Philip looked up again. “Oh, Jack McCaul on the block. We all go to him; Dad too, when he’s home. I told him to cut it this way. I asked for a summer haircut.”

“They ought to take away the man’s license for giving you one like that.” He said this too forcefully and overshot his intended joke, and he paused and made an effort to find the right tone.

“Oh, McCaul’s all right,” said Philip. “He takes care of us. I was waiting for the kid to get better so’s we could go together. But Ma said I should go and have a trim before she had to buy me a fiddle to go with my hair. This haircut is all right for the weather. Last summer I got a baldie — all off.”

“Well, it’s really okay.” Leventhal watched him eat, penetrated with sympathy for him. “An independent little boy,” he thought. “But how they treat him.”

He sat down by the window, unbuttoning his creased jacket, and glanced at the sky through the airshaft’s black square. In one of the other flats, a girl in a parlor chair was brushing a dog that yawned and tried to lick her hand. She pushed its muzzle down. A woman in a chemise passed through the room, back and forth from kitchen to hall. Mickey’s window gave on the shaft; it was on the corner, and if he were awake now he might be able to see his brother and his uncle.

“The doctor’s going to be here any minute.” Leventhal was suddenly impatient. “I thought Elena was in such a hurry for him to come. What’s keeping her?”

“I’ll go and see.” Philip sprang from the stool.

“Don’t leave your supper. Tell me where she is and I’ll find her.” But Philip was already in the corridor. Leventhal, however, instead of footsteps, heard voices through the open doors. Had he met Elena coming up the stairs? The light went on in the dining-room, under the green glass panes of the shade, and Leventhal had a glimpse of a woman in a black dress moving beside the table.

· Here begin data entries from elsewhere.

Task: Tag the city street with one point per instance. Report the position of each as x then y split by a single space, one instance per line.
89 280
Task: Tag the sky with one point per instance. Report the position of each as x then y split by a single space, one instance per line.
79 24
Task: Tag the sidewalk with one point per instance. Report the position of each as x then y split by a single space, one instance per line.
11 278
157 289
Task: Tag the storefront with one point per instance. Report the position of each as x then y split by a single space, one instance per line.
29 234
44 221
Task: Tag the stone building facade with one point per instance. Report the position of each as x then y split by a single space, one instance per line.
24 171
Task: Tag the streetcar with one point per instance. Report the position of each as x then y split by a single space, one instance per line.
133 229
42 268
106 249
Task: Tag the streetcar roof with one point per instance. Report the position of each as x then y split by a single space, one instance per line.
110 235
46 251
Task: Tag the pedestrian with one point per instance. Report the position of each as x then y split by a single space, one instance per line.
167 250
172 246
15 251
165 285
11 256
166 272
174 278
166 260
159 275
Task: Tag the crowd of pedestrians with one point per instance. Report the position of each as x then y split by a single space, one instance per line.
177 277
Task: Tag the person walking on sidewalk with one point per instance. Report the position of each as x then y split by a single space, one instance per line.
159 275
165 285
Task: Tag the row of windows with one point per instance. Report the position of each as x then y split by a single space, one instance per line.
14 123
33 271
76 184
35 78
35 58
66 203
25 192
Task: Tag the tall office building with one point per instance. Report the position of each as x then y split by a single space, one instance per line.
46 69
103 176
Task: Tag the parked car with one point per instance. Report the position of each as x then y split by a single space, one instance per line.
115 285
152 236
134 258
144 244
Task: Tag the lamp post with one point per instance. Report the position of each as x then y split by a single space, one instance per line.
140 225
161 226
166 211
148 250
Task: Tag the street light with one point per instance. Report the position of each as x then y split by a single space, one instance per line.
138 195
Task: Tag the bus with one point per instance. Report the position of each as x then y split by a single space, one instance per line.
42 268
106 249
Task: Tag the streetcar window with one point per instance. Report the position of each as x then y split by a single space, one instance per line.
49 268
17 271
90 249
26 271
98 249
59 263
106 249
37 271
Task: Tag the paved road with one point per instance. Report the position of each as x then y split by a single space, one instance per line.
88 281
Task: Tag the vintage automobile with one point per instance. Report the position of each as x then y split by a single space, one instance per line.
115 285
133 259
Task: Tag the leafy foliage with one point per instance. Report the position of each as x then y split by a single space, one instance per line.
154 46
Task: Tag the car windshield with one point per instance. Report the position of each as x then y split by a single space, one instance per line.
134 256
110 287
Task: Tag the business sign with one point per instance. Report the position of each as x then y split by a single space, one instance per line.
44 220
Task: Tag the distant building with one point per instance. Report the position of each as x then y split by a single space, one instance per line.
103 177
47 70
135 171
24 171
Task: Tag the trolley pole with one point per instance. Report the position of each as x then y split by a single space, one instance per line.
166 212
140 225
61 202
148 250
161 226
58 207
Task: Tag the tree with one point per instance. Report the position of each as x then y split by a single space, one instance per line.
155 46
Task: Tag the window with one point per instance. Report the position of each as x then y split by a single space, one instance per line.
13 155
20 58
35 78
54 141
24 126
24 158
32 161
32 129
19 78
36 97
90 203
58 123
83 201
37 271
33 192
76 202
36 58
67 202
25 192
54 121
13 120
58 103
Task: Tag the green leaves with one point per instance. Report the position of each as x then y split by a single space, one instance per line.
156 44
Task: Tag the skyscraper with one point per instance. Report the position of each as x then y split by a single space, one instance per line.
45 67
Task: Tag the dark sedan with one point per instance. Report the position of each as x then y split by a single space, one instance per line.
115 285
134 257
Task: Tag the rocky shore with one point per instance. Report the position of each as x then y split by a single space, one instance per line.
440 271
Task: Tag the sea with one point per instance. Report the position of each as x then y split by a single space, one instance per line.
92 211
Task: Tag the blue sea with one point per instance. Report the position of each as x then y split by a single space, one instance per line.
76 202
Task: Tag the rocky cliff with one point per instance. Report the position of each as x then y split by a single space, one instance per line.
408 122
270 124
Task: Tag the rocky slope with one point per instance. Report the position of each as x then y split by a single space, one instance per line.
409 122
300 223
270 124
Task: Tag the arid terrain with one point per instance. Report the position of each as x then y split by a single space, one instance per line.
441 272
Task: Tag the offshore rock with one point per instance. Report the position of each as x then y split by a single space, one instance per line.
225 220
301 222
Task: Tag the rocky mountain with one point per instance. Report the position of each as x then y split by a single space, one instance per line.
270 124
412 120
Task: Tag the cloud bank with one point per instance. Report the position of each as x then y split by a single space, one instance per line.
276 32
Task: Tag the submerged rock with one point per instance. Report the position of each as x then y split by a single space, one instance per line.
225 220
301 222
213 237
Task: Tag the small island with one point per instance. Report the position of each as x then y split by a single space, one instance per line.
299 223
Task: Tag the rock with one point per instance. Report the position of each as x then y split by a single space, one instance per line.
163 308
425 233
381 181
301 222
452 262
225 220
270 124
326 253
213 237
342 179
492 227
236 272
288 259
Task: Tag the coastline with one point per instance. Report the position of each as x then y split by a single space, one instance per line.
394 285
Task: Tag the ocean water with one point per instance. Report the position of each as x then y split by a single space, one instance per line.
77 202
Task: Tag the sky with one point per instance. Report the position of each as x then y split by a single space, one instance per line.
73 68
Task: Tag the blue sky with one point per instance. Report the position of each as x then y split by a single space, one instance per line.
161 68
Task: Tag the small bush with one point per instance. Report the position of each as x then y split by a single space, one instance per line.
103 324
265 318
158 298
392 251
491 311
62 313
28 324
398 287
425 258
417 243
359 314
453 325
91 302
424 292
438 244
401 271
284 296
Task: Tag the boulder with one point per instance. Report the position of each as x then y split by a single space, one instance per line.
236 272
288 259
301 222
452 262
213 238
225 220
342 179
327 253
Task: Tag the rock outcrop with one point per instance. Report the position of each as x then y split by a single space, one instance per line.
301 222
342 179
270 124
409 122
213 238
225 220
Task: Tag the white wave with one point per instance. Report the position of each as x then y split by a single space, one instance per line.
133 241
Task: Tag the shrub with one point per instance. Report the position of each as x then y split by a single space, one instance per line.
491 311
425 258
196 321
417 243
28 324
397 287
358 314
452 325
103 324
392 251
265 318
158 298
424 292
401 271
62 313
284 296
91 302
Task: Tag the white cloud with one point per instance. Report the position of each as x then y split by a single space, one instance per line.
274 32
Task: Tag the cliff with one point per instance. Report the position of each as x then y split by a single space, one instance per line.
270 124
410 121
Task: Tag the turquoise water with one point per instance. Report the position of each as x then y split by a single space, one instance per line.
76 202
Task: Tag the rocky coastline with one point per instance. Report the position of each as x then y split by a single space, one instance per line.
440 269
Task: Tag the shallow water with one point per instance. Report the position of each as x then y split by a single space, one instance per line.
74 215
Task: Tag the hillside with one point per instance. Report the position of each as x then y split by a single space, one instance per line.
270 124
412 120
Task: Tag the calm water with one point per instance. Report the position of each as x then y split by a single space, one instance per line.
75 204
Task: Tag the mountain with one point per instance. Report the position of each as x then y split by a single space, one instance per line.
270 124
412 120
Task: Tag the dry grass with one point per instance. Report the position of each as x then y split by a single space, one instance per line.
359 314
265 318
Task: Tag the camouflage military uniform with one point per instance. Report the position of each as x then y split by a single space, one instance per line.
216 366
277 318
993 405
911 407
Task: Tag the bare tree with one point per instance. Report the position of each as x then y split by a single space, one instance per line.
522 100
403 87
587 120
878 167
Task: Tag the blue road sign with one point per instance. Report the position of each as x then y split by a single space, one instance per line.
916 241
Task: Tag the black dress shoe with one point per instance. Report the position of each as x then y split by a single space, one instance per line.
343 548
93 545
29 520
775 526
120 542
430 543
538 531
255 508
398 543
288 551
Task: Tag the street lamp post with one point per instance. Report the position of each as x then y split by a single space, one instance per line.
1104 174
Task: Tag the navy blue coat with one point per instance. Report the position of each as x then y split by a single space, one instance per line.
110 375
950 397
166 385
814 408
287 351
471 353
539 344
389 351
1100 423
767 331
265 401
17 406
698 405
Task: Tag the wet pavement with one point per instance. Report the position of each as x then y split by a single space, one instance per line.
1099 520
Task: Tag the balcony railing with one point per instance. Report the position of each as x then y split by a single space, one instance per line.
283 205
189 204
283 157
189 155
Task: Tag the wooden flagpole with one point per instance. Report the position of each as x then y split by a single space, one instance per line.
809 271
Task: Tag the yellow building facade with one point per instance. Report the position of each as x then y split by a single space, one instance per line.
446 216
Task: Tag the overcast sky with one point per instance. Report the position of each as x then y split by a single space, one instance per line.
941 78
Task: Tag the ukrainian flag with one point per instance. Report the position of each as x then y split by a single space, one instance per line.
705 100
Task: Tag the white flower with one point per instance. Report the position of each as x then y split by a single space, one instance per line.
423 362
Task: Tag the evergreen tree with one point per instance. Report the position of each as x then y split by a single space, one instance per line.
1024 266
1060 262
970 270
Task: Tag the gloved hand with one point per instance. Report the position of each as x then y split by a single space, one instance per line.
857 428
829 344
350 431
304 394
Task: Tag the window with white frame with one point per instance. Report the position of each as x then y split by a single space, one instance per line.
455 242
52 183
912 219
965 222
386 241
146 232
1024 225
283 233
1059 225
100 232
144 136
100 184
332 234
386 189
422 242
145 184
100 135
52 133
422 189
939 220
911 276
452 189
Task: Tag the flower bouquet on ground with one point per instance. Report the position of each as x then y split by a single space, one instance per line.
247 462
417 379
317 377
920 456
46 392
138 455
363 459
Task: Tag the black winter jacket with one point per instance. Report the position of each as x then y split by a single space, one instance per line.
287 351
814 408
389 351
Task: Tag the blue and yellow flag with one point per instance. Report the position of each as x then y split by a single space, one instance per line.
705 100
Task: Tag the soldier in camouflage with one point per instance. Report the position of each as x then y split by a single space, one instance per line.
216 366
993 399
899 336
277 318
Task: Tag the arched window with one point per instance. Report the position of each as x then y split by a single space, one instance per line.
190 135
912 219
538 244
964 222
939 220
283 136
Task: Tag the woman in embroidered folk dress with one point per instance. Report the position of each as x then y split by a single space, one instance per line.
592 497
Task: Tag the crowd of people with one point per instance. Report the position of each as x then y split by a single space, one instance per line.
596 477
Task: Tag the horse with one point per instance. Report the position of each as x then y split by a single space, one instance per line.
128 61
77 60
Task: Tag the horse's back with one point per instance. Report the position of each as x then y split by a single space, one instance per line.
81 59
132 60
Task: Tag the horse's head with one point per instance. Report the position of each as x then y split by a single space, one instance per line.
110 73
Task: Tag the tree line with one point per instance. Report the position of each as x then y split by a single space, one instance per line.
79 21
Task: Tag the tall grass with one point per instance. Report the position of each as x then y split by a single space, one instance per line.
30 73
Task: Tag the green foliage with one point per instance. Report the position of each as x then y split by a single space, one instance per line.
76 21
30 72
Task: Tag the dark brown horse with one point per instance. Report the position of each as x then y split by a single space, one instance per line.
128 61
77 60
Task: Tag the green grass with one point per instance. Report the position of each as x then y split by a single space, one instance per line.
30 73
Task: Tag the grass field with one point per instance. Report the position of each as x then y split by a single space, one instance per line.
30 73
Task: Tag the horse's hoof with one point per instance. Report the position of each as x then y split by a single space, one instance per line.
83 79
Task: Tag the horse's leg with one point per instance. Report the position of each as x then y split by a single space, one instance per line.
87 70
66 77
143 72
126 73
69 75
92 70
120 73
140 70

“Boy?” he called out. “Say, Phil?”

“Here. Come on in.”

“Who is it?” he inquired in a low voice. He tried to see beyond the lamp to the other end of the room.

“My grandmother.”

“The old woman?” said Leventhal in surprise. He had heard something about her from Max but had never seen her. He started from the doorway and, looking confused, went toward her around the dining-room table, changing his direction when she turned and sat down in the mohair armchair.

“This is Dad’s brother,” Philip said to her. Leventhal was conscious of prolonging his nod almost into a bow; he wanted to be prepossessing. The old lady gave him only a brief sharp glance. Taller than Elena, she was gaunt and straight-backed, and the carriage of her head was tense. She wore large gold earrings. The hair came out short and white at her temples; toward the back of her head it was black and tightly knotted. Her dress also was black, a black silk, and despite the heat she wore a shawl on her shoulders.

Since she remained silent, Leventhal stood undecided; it seemed inadvisable to say more; to sit down without being answered would embarrass him. But, also, it might be impolite to return to the kitchen. Maybe he misunderstood her taciturnity. However, she seemed to avert her head from him, and he had to struggle with an angry urge to compel her to face him. Nevertheless she had not spoken, and he could not be sure. It was possible that he was mistaken.